Let’s start with the most drastic change in my life since the last time you heard from me.
I got a job. A real one.
If you have been following along, you know I quit my job in 2013 at the end of my maternity leave. A year later, I was regretting it. Three years later, I was having another baby and had basically accepted that this was my life now. Four years later, I half-decided that enough was enough.
Friends, some of you are made to be stay at home moms. I thought I was, too. You crave your children. You manage your house in ways I dream about. You are selfless, and constant, and possess a quality of patience that I have determined that I simply do not have in my DNA.
I love my girls. I really do. But it took four years for me to truly admit that I had no business being a stay at home mom. Did I try my hardest to be a fabulous SAHM? Of course. That was the path I chose, and like it or not I was determined to succeed. Except… I wasn’t happy. Which means… I certainly wasn’t taking care of myself.

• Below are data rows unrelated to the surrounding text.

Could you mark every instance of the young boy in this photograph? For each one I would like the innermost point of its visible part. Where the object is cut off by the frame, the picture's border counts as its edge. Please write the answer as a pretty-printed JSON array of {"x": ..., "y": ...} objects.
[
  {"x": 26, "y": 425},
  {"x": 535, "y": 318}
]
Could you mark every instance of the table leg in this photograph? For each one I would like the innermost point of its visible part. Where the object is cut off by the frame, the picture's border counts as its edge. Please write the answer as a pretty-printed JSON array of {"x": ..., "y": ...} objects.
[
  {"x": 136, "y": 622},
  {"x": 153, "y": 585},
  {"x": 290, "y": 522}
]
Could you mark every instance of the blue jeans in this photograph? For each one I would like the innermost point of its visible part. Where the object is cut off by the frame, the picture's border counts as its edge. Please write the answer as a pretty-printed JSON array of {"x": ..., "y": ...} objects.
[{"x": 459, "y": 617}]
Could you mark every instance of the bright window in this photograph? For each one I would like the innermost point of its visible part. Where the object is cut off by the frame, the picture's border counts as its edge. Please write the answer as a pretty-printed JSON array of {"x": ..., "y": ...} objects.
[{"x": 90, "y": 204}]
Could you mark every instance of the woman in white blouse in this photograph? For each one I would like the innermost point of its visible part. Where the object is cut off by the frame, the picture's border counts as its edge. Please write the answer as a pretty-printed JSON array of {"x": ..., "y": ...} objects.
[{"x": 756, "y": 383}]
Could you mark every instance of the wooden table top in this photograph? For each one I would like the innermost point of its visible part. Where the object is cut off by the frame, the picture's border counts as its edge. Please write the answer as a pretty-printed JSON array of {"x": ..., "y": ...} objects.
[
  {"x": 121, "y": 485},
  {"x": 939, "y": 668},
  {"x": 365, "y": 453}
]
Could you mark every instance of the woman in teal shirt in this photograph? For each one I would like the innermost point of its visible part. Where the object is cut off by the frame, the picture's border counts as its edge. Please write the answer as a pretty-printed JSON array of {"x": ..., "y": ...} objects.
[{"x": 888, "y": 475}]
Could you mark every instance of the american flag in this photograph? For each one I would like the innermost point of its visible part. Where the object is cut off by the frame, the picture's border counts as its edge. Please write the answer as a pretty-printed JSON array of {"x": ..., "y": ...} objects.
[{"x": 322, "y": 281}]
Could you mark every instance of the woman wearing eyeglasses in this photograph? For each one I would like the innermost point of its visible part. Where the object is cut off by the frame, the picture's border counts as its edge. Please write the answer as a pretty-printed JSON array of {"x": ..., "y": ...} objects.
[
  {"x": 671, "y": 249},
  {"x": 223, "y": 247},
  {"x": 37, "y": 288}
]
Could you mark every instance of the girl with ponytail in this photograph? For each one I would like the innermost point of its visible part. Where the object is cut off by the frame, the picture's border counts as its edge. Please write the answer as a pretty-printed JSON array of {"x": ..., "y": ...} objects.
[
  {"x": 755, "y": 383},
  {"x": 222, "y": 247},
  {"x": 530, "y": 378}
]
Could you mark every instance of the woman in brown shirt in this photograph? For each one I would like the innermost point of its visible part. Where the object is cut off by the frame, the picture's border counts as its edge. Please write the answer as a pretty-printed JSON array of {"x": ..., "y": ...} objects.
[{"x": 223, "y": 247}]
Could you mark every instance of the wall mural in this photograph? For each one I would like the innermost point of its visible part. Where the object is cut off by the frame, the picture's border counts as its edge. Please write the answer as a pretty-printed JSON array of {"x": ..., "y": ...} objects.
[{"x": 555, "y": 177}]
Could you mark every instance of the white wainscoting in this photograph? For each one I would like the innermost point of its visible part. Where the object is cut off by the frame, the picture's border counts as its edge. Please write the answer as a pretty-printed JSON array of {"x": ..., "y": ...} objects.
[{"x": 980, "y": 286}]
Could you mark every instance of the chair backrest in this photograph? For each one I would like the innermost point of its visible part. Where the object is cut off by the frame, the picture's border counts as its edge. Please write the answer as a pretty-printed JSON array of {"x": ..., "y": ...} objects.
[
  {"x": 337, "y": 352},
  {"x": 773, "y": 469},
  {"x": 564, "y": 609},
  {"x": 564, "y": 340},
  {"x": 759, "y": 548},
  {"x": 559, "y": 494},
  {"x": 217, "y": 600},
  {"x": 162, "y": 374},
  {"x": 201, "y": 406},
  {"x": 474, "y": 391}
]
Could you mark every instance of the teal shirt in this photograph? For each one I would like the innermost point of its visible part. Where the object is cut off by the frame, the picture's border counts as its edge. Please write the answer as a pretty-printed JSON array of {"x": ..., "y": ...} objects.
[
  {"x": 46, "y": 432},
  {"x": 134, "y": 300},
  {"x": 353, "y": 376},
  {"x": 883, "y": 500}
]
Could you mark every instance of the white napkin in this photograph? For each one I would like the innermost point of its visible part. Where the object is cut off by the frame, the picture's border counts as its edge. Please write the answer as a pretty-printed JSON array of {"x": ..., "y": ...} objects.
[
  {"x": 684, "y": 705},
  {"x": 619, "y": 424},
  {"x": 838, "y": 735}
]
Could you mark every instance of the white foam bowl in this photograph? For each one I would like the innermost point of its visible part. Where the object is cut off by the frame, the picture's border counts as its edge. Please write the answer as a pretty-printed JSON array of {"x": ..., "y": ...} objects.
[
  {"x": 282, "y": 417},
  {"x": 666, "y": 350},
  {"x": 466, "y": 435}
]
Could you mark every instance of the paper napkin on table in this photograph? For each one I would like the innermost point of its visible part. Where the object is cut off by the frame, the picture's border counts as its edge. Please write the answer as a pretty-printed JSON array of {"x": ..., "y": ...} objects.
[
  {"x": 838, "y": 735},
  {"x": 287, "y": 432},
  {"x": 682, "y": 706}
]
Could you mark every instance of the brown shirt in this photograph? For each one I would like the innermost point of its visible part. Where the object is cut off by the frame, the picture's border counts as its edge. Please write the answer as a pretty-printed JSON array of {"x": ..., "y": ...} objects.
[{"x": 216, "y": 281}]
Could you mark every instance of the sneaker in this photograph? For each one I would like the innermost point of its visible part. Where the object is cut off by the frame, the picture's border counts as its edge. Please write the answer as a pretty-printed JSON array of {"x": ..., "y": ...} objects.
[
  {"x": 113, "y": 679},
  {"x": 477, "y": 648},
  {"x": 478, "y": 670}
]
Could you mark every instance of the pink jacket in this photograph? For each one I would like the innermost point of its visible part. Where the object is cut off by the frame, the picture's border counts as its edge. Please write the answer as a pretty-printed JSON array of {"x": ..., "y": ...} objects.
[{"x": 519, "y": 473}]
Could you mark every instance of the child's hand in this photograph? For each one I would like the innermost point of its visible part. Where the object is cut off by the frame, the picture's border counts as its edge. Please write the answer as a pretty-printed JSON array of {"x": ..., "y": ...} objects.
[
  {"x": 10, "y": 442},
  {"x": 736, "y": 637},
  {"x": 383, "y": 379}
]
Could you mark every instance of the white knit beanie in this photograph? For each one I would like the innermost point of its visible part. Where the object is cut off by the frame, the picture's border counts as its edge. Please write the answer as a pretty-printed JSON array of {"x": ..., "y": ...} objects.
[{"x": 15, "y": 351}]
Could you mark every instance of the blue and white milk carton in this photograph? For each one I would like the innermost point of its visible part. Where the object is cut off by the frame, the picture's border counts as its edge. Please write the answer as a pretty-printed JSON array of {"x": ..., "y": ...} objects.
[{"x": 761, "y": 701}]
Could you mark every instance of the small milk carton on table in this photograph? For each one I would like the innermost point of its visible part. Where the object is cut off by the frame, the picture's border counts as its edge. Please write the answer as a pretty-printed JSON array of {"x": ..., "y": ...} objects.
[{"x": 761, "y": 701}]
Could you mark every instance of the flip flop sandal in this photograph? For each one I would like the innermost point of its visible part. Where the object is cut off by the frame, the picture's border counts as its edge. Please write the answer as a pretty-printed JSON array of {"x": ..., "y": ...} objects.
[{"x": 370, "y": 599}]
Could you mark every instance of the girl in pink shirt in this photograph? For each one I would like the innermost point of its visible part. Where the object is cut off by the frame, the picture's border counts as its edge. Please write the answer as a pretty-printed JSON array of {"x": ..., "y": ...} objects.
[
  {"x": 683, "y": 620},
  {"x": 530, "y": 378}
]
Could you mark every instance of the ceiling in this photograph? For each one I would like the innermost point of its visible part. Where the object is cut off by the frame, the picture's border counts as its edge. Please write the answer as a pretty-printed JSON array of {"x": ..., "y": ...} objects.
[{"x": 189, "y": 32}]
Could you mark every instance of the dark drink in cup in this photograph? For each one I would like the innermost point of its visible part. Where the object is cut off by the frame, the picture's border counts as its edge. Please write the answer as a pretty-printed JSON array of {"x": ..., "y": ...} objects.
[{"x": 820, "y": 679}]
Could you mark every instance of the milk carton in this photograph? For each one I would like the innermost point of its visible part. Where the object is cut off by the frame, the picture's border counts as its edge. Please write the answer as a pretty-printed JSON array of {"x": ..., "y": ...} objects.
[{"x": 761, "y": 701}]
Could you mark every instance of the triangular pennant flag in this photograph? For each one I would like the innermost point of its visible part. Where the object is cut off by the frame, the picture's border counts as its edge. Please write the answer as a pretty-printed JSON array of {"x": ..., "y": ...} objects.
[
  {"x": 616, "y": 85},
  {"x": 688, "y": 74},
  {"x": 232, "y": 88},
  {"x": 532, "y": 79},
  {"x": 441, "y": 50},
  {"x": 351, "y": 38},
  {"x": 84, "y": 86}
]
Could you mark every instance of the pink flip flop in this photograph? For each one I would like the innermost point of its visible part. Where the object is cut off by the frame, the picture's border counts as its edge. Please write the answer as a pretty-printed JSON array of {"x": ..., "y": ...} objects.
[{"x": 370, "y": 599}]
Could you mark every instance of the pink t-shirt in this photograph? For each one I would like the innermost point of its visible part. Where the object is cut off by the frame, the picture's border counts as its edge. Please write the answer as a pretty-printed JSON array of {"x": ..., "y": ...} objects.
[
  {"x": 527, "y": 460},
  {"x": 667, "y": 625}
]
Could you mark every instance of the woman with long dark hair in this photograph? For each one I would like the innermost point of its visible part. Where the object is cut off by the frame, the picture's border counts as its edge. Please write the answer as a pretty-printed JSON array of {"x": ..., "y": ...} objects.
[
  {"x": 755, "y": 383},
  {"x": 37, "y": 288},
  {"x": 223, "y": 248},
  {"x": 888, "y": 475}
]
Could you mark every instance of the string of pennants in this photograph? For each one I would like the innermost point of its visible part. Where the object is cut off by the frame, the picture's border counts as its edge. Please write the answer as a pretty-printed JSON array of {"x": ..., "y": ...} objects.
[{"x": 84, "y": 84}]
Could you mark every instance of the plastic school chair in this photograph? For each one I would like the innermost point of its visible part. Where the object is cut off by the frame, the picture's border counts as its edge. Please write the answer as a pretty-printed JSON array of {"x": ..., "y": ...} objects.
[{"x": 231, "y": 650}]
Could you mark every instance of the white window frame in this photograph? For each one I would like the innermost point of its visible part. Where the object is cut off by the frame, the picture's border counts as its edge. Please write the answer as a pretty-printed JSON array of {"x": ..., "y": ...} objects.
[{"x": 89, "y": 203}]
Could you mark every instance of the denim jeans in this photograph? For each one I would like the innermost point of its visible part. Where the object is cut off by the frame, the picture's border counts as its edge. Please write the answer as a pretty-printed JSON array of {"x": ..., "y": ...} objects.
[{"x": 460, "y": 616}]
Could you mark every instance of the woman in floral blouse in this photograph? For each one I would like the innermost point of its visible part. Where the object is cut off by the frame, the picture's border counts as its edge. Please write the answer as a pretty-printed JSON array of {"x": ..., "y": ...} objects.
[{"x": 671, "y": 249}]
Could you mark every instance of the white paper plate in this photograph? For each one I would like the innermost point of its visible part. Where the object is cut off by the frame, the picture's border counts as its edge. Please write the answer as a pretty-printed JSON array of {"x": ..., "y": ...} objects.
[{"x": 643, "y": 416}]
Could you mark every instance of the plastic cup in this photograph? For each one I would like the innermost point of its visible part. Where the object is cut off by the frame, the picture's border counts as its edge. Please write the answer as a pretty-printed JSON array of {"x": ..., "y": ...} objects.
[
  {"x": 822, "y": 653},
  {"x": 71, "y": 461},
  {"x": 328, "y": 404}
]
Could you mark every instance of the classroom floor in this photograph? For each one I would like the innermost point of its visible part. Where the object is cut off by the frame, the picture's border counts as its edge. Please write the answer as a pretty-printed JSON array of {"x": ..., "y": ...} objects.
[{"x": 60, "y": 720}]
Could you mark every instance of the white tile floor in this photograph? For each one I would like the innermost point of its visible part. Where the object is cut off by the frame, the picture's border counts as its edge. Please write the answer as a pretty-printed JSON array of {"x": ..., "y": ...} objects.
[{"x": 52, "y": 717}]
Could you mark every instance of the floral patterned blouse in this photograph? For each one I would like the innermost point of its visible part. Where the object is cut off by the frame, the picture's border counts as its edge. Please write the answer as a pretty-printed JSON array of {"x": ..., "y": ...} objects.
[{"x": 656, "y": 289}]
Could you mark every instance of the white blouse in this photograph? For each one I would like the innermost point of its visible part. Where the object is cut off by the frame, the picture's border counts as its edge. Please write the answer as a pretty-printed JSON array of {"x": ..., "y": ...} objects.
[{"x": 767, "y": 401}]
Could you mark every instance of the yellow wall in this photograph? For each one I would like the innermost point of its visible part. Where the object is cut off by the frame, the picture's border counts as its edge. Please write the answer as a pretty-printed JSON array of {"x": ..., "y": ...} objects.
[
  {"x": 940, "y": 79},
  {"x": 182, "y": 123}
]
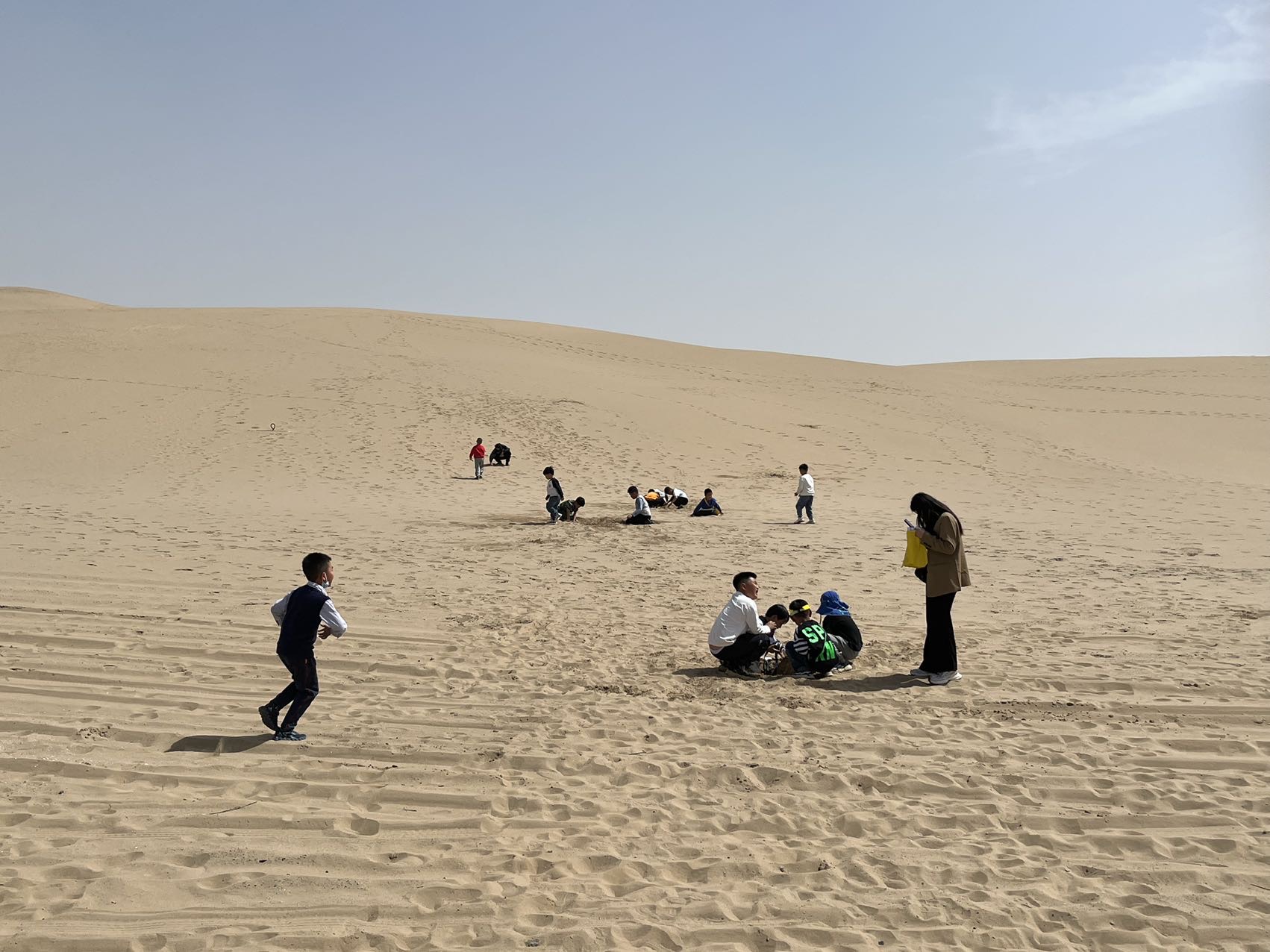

I started applying for jobs, randomly. With a four year work history gap. I actually did get a few interviews, but I never followed through with any of them. Even if I was interested in the position, I was just so terrified about making that big of a change in my life. So when I applied for a job at the local high school, and didn’t hear a peep for months, I actually forgot about it.
That is, until I received a call for an interview months later. An interview that was scheduled for the next day. Remember when I was a Marie Kondo fan years before her Netflix show? Totally bit me in the ass, because I actually had NOTHING TO WEAR. I decided to go to the interview, be entirely myself, and if that got me the job then so be it. I wasn’t going to be nervous, or put on some sort of show to prove my worth. If they wanted me, they would hire me for me. I didn’t have time to fret about it.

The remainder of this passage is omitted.